Veterans like Tyoka Jackson (97) felt an added dose of excitement at the prospect of regular-season play
It would be a stretch to call the preseason a formality. Many important decisions are made in that time period, jobs won and lost, systems developed, injuries suffered.
But for many of the Tampa Bay Buccaneers' veterans, it's just not quite the real thing. The short playing time and the constantly rotating lineups make it hard to get into the groove.
That time is over. The regular season has arrived, and though the Bucs won't play their opener until Sunday, they began a normal week of preparation on Monday. There was a palpable difference in the atmosphere on Monday morning as the team worked out from 10:00 a.m. to 11:15 a.m.
"The intensity picks up, the attention to detail has to pick up," said Head Coach Tony Dungy of the switch to a normal routine. "You know the stakes are higher. It's a different type of practice altogether."
Since they had just enjoyed a long weekend, the Bucs actually practiced a little more rigorously this Monday than they will during most regular season weeks. There was an emphasis on individual drills, but still enough time worked in for seven-on-seven and team periods.

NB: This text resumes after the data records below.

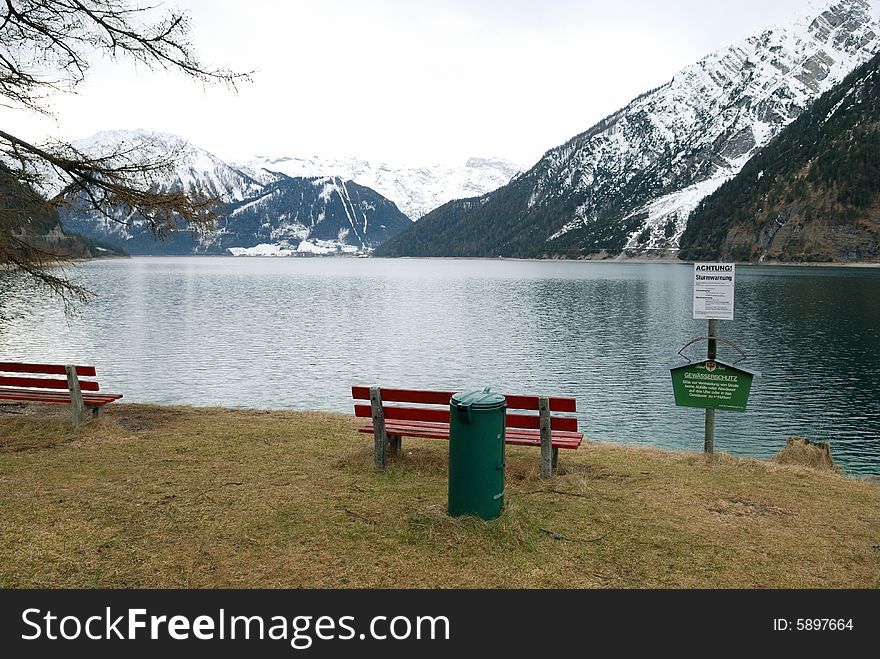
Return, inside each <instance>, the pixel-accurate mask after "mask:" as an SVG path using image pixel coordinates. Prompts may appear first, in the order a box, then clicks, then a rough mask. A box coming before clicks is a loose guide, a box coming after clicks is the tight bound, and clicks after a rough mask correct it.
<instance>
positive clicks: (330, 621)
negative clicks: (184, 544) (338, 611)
mask: <svg viewBox="0 0 880 659" xmlns="http://www.w3.org/2000/svg"><path fill="white" fill-rule="evenodd" d="M21 621H22V623H23V625H24V631H23V632H22V634H21V638H22V640H25V641H35V640H44V641H45V640H50V641H73V640H81V639H89V640H94V641H98V640H117V641H119V640H124V641H125V640H127V641H147V640H168V639H170V640H175V641H187V640H202V641H223V640H261V641H265V640H273V641H287V642H289V643H290V646H291V647H292V648H294V649H296V650H306V649H308V648H310V647H312V645H313V643H314V642H315V641H350V640H367V639H370V640H378V641H384V640H396V641H402V640H447V641H448V640H449V639H450V623H449V619H448V618H447V617H446V616H412V615H409V616H403V615H396V616H373V617H372V618H370V619H369V622H368V623H367V624H366V625H364V626H363V627H361V625H360V624H358V623H357V620H356V618H355V616H346V615H343V616H311V615H300V616H294V617H287V616H282V615H274V616H264V615H254V616H246V615H231V614H229V613H227V611H226V610H225V609H219V610H218V611H217V613H216V614H214V615H198V616H195V617H191V616H186V615H172V616H168V615H152V614H150V613H149V612H148V611H147V609H141V608H129V609H123V611H122V612H121V613H120V612H119V610H117V611H115V612H114V611H113V610H111V607H109V606H108V607H106V608H105V610H104V612H103V613H102V614H99V615H89V616H78V615H63V616H61V615H58V614H56V613H53V612H52V611H51V610H46V611H44V610H42V609H37V608H28V609H25V610H24V611H22V614H21ZM359 630H360V631H359Z"/></svg>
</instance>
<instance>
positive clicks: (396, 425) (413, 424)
mask: <svg viewBox="0 0 880 659" xmlns="http://www.w3.org/2000/svg"><path fill="white" fill-rule="evenodd" d="M385 430H386V432H387V433H388V434H389V435H403V436H405V437H423V438H425V439H446V440H448V439H449V426H448V425H446V424H439V423H415V422H414V423H400V422H386V424H385ZM358 432H362V433H372V432H373V426H372V424H371V425H369V426H365V427H363V428H358ZM504 441H505V443H506V444H513V445H516V446H540V445H541V433H540V431H535V430H528V429H523V428H511V429H507V430H506V431H505V437H504ZM582 441H583V434H582V433H576V432H563V433H554V434H553V437H552V444H553V446H554V448H568V449H576V448H578V447H579V446H580V445H581V442H582Z"/></svg>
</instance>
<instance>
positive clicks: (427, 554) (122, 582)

Dungy could feel the excitement building and says it will be even higher on Wednesday, when they start actively preparing for the Patriots.
"Starting Wednesday's practice, guys really get geared up," said Dungy. "They know it counts, they know the stakes go up, they know we've got the group that we're going to go to battle with. Wednesday's practice is the first true excitement of the year in their minds."
The players will have Tuesday off, as usual, then return for a two-hour afternoon practice, and a full schedule of meetings on Wednesday.
Tampa Bay used this final restful weekend to evaluate some key players' injury status. At practice Monday morning, TE Patrick Hape watched from the sideline and S Damien Robinson participated but was given periods off. Both are in good health, according to Dungy.
Hape was not held out because of any returning pain in his foot. "Not really," said Dungy. "We just felt since we played on Friday, if we give him four straight days off, maybe we can get over it completely. That was the theory behind it…it was more precautionary than anything."
Robinson played in his first preseason contest last Friday after spending most of August recovering from a hamstring injury. He made it through the game without incident and appears to be fine for the opener.
"He seems to be (okay)," said Dungy. "He had some light running today and really three days off between the last game and now. His conditioning will be the factor. We probably still won't plan on him playing the entire game. But we think he's going to be fine."
Dungy indicated that rookie safety David Gibson, the team's sixth-round draft choice in April, would be the player to come in at free safety and spell Robinson in New England.
Gibson's early work is necessary because Robinson's anticipated backup, second-year player Dexter Jackson, is still recovering from a severe ankle sprain suffered at Miami on August 10. However, Dungy said on Monday that Jackson is actually healing quicker than expected.
"Dexter's walking better," said Dungy. "The doctors are encouraged. We're trying to possibly get him out in practice next week. Realistically, it's probably the (Detroit) game, but there's a chance he could play the Chicago game. We originally thought it could be four or five regular season games, but he's a little bit ahead (of schedule)."
First-year RB Aaron Stecker practiced just as hard on Monday as he had throughout the preseason, but he probably felt about 10 pounds lighter. Stecker's quest to make an NFL roster was realized on Sunday when he made the final cutdown to 53 players. He showed up on Monday morning with the feeling that he had cleared his final hurdle.
"It's a dream come true," said Stecker. "I always had aspirations of making it in the NFL, but I've always had roadblocks set in front of me. When I left (the University of) Wisconsin, I really didn't know if I'd have an opportunity. But I did well at Western Illinois, then last year on the practice squad, then I got sent over to Europe. It always seemed like there was another thing I had to overcome to get here. I always said that once I got here it would be sweeter because it was something I worked so hard for. When you finally do it, it's a feeling that's unbelievable and nobody can take it away from you."
Stecker transferred out of the Badgers program when it became clear that Ron Dayne was going to get all the carries in Wisconsin, and ended up starring for the Leathernecks at Western Illinois. He joined Chicago as an undrafted free agent last spring but didn't make the Bears active roster. Later in the fall, he was signed to the Bucs' practice squad, where he finished off the season before heading overseas to play in the NFL Europe League. He took that league by storm, winning Offensive MVP honors with the Scottish Claymores.
This August, he followed up on the good buzz that experience gave him by excelling as a kickoff returner (29.2-yard average) and goal-line runner (three touchdowns). Both marks led the Buccaneers during the preseason. That string of strong performances left him fairly confident on Sunday when the cuts were coming down.
"I felt good about what I did," he said. "I felt I could have played better in the games, but I felt that I did well enough in Europe and I think did well enough here. And I really thought that if it didn't work out here, I was going to play somewhere. But I wanted to be here. When I woke up in the morning, I wasn't really nervous about anything. I had a positive attitude, and I didn't get a phone call, so I knew it was a go from there. I was ecstatic from that point on."